Metaproteomics re-analysis - MA - Kuster Lab

Title: Deep learning assisted identification of peptides and proteins in human gut samples

Type: MA

Category: [ ML/DL , DS ]

Programming language: [ R | python ]

Language: [ English ]

Prior experience: [ basic/advanced knowledge of R and Python, basics in Machine/Deep learning ]

Complexity/Risk: [ low ]

Contact person: Mathias & Patroklos

Brief background description (couple of sentences + literature): Metaproteomics is the study of all protein samples recovered directly from environmental sources. The human gut is one of those sources, where potentially hundreds or thousands of different bacteria are present. The identification of present peptides and proteins is particularly challenging here because of the unknown complexity of the sample, the diversity of the present biological material, the large search space and the homology of present proteins. Classical database search engines fail to efficiently separate correct from incorrect peptide identifications and thus report far fewer present peptides than expected. Prosit, our deep learning architecture for the prediction of tandem mass spectra and retention times of peptides, can aid this process by increasing the specificity at which peptides can be identified.
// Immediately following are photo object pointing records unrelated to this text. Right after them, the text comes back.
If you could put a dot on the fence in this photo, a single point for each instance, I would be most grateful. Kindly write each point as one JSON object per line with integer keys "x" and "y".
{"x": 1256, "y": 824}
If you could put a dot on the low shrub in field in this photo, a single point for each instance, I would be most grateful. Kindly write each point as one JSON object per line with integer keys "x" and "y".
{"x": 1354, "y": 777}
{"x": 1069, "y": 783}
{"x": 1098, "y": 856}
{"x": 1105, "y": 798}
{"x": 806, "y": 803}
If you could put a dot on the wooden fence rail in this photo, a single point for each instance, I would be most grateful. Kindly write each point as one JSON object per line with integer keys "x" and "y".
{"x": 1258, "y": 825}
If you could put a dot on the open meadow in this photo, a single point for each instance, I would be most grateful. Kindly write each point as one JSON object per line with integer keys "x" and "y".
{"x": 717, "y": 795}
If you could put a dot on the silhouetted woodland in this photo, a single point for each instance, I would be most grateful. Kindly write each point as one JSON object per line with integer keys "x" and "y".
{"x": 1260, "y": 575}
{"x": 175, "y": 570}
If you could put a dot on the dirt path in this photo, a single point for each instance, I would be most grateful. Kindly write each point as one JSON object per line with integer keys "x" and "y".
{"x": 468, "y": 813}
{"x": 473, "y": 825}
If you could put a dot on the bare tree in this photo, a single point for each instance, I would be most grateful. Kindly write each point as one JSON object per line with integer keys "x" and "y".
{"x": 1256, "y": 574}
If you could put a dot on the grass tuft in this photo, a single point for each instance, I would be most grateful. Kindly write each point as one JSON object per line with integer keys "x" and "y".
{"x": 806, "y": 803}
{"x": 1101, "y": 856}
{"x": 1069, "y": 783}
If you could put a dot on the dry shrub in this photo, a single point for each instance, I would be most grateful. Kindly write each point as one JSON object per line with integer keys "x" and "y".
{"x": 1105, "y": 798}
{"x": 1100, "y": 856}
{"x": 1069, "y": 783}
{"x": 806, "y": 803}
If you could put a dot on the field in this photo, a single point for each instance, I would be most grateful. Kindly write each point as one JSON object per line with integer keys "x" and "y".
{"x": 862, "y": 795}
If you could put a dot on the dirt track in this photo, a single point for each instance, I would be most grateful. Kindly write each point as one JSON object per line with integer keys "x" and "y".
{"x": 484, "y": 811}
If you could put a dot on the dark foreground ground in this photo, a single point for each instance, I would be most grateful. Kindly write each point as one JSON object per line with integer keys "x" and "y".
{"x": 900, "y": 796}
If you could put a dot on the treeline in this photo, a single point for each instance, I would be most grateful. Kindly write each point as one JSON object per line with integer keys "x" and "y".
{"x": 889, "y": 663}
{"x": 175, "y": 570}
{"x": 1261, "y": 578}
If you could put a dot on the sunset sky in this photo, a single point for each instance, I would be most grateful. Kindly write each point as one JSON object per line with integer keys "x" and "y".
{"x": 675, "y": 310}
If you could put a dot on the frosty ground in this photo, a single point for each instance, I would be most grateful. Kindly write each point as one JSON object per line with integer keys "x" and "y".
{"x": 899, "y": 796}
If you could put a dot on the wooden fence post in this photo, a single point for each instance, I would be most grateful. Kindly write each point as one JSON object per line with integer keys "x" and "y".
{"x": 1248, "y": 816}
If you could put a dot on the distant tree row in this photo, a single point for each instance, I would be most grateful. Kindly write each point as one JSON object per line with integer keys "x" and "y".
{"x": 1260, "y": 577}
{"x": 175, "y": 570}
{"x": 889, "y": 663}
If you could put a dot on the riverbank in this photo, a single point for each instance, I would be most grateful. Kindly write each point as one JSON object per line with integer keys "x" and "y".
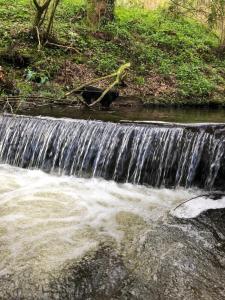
{"x": 175, "y": 61}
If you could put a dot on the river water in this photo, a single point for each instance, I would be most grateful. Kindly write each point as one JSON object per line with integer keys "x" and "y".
{"x": 46, "y": 220}
{"x": 183, "y": 115}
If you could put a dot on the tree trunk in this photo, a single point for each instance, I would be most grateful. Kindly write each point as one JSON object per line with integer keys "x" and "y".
{"x": 100, "y": 12}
Brief description of the project (couple of sentences): The goal of this project is to re-analyze an in-house dataset of 212 fecal samples from 56 hospitalized acute leukemia patients with multidrug-resistant Enterobacteriaceae (MRE) gut colonization. The data was analyzed using metagenomics and metaproteomics, resulting in patient-specific databases and proteomic profiles. For this, you will use the Prosit rescoring pipeline, which re-scores peptide spectrum matches by comparing experimental to predicted spectra. The resulting list of peptides should be re-investigated with the goal to find potential markers indicating progression, resistance and sensitivity of individual patients. 
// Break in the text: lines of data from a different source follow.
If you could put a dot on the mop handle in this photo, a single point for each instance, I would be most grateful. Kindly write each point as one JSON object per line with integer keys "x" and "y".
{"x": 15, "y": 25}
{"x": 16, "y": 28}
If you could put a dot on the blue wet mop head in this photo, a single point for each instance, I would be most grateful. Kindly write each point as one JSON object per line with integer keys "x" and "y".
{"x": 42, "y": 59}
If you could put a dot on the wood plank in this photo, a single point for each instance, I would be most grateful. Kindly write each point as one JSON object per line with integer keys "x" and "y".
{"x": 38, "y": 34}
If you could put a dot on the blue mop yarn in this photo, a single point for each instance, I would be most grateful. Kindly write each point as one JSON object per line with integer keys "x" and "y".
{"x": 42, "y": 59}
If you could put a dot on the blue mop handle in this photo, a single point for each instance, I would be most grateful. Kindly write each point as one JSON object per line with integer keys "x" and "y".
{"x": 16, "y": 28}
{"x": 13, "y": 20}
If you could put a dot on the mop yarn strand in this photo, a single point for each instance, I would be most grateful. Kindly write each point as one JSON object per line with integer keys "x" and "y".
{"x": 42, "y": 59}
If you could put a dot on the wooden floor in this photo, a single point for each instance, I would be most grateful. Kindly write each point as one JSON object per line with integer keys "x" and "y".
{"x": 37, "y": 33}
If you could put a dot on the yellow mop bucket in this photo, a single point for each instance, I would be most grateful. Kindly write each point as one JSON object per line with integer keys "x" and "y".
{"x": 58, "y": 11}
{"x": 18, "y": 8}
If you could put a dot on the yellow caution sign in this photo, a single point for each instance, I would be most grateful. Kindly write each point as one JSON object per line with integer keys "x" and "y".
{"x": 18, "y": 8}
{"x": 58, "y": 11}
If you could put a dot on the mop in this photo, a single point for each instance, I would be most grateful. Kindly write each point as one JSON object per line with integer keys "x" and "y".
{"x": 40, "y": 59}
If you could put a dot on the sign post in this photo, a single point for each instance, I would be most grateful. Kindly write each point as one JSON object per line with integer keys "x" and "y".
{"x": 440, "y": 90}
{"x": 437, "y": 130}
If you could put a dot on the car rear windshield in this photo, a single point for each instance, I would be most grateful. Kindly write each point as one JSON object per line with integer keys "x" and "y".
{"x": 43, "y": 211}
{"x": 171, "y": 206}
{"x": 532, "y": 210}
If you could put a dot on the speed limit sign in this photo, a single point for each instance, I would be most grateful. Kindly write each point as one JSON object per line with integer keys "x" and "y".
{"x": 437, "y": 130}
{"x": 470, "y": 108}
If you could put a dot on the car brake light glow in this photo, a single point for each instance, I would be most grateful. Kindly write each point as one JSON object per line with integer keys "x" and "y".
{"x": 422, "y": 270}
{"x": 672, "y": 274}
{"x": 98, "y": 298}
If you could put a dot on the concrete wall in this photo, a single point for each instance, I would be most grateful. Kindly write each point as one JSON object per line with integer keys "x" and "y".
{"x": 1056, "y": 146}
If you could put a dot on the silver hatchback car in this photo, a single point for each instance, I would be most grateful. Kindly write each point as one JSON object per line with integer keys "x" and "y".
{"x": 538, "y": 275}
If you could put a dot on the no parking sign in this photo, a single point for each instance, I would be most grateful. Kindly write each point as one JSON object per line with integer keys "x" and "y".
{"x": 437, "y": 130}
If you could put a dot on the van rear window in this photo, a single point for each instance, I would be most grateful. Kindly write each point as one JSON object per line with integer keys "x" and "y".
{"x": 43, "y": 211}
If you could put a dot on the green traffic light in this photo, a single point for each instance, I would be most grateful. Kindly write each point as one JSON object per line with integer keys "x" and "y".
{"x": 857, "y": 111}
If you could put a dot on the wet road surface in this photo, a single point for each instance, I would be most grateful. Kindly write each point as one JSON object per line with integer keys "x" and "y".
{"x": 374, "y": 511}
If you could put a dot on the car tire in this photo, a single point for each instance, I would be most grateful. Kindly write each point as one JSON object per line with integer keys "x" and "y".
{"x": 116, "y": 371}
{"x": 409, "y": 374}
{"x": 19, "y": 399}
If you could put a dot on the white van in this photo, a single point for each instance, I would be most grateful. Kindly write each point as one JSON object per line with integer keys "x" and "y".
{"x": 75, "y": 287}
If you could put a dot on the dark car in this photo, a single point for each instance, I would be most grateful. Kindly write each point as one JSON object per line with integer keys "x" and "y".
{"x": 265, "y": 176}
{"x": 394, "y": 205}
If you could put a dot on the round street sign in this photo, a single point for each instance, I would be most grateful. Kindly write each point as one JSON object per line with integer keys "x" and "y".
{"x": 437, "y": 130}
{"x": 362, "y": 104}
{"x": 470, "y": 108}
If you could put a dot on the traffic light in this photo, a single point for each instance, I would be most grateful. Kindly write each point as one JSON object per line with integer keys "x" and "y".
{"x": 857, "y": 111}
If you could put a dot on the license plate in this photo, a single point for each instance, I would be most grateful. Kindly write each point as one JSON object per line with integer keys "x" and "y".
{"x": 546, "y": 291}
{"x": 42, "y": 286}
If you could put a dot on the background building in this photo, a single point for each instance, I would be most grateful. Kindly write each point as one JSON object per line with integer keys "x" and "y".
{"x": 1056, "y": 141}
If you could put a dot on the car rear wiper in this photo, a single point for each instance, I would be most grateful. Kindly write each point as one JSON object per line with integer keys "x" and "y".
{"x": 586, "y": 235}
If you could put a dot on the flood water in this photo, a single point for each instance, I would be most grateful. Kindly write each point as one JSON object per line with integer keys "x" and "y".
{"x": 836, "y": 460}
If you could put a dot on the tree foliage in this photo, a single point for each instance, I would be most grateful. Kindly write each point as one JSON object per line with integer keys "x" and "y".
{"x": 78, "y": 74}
Expected result: Prior results indicate that re-scoring pipelines are able to significantly increase the number of identified peptides and thus increase the coverage of the present proteins. The aim is to publish the findings in a follow-up paper and showcase that the Prosit-assisted pipeline is able to alleviate some of the current issues. Also, there is the potential of the discovery of novel biomarkers.